Sulla base della teoria della sezione aurea, esiste una regola per cui l'immagine centrata fallisce rispetto a una composizione che tenga conto di queste forze catalizzatrici dello sguardo. Esiste anche una raccomandazione, scritta spesso quanto la prima, che impone a chi vuole imparare la fotografia a ignorare regola e linee, a tenerle solo come strutture con cui fare i conti, ricercando sempre la propria inquadratura, il proprio modo di cogliere il reale.
Sarà un'immagine, come dice un mio collega, non una fotografia, talvolta non documenterà neanche bene ciò che fotografiamo per ricordare, ma sarà la nostra scelta.

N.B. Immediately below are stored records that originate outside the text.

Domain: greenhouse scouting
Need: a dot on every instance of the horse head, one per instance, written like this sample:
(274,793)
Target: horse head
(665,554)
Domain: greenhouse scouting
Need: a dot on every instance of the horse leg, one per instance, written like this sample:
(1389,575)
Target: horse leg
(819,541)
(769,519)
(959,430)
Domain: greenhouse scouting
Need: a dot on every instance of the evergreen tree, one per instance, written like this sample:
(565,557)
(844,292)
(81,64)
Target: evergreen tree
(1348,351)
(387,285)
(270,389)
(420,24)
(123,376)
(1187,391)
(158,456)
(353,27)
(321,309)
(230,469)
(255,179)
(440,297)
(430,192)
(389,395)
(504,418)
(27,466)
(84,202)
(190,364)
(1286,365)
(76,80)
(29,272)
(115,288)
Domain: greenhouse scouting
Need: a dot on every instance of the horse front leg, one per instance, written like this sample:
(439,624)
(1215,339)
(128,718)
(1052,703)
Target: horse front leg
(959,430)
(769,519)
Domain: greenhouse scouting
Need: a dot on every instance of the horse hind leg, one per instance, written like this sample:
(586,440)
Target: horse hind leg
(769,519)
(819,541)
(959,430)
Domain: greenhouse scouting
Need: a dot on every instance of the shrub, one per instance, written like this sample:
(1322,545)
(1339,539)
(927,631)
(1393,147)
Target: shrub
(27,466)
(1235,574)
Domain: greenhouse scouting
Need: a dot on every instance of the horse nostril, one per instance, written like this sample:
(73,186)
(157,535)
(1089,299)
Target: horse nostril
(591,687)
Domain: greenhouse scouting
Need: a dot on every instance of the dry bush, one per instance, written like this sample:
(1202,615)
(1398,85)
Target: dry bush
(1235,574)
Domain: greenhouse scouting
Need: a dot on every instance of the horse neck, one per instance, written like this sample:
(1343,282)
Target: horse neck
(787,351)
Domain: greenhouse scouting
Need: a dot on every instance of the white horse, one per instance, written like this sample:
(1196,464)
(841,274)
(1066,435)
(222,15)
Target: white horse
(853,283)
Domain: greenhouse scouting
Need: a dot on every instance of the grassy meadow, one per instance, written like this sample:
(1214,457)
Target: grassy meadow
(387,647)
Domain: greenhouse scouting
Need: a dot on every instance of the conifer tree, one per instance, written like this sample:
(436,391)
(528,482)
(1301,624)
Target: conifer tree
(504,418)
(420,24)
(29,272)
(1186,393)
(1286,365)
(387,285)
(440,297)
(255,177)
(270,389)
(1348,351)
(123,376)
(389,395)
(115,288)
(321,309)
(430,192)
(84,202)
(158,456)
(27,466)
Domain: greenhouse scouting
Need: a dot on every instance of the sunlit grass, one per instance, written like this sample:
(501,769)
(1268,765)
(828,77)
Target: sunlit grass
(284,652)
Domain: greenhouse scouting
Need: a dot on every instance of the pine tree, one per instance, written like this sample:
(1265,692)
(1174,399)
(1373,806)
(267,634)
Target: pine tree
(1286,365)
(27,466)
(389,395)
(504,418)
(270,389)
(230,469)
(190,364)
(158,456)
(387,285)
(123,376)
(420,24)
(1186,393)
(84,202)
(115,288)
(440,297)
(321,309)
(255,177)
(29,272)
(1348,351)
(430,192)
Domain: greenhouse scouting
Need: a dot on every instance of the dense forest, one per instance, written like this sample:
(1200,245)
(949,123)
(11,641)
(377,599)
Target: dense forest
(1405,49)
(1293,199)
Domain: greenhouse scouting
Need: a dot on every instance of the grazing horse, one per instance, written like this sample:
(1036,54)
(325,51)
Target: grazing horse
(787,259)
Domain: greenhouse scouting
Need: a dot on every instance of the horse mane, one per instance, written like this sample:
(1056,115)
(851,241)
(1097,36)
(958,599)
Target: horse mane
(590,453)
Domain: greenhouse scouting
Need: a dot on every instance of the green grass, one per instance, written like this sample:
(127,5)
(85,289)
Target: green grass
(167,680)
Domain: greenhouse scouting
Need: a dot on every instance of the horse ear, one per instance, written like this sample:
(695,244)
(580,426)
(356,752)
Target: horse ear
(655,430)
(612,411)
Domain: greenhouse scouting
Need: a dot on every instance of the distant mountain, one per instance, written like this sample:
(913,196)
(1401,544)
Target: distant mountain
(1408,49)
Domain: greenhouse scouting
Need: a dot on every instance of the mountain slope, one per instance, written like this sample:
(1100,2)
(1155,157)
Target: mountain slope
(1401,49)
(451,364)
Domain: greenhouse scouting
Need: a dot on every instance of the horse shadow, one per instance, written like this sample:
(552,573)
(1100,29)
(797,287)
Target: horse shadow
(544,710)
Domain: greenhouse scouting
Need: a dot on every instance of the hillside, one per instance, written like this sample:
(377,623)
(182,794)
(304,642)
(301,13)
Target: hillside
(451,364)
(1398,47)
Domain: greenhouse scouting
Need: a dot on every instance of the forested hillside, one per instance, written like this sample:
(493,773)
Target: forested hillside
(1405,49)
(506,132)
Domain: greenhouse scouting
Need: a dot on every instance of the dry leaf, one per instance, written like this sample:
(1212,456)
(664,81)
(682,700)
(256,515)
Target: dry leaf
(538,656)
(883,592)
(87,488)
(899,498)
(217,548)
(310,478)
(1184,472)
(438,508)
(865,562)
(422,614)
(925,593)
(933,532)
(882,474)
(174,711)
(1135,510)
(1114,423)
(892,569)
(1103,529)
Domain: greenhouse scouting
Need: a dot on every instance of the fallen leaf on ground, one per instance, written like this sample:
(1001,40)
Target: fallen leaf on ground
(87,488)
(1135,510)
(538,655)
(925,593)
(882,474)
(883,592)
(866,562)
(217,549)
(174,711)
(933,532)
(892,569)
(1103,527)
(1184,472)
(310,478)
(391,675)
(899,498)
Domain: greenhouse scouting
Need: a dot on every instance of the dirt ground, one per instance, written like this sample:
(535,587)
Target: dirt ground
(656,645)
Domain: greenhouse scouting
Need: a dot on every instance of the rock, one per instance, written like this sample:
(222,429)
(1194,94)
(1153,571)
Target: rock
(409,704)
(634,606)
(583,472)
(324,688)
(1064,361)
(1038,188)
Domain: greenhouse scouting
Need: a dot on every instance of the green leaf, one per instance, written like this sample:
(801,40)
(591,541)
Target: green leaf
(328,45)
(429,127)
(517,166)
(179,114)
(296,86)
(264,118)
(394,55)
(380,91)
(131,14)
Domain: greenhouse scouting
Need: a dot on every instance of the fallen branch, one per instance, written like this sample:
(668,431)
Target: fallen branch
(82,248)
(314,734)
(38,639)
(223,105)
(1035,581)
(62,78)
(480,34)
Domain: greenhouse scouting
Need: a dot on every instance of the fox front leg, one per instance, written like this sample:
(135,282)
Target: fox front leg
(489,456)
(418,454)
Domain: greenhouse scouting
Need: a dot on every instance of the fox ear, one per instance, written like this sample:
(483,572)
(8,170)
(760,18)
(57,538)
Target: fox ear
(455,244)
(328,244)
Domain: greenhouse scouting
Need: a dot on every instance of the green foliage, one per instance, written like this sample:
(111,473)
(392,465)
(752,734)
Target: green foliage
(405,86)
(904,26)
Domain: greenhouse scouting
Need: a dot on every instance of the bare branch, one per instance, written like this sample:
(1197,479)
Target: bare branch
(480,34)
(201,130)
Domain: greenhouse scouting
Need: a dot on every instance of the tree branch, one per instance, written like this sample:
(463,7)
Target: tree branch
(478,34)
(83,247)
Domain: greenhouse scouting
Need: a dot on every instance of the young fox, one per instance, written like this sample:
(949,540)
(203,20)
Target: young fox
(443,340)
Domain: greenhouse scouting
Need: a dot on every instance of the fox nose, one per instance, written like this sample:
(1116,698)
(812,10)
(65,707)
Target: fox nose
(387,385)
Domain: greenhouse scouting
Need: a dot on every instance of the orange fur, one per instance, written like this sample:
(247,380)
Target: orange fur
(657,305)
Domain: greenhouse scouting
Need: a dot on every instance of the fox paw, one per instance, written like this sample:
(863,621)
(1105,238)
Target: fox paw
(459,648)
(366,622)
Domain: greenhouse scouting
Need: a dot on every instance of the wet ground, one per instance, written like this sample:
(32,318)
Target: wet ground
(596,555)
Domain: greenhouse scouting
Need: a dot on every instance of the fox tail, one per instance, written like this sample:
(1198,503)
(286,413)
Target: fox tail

Forse non vincerà un concorso, ma non è di questo che parliamo, no? Però, però, però: se per le foto ricordo di un luogo un bel box di cartoline sopperisce benissimo allo scopo, io avrei un approccio un po' diverso.
Sai cos'è? Che lo sto scoprendo poco alla volta. Esiste questa fascia infinita di persone, e io ne faccio parte, che senza voler diventare professionisti, vogliono tuttavia capirci qualcosa di più, e allora con le regole e con le trasgressioni devi farci i conti. Come in Shine, il bel film che ha dato un po' di respiro alla musica del povero Rachmaninov, si tratta di imparare e poi dimenticare. Ogni volta scegliere quanto vedere un'immagine in rapporto a un'idea socializzata di fotografia.
Un'immagine centrale focalizza il mondo staticamente attorno a sé, un'immagine basata sui terzi crea un'artistica ed elegantissima asimmetria dinamica (evidentemente centripeta o centrifuga). Tutto il resto è una tensione tra ciò verso cui tendiamo e ciò che sappiamo vedere sul nostro cammino.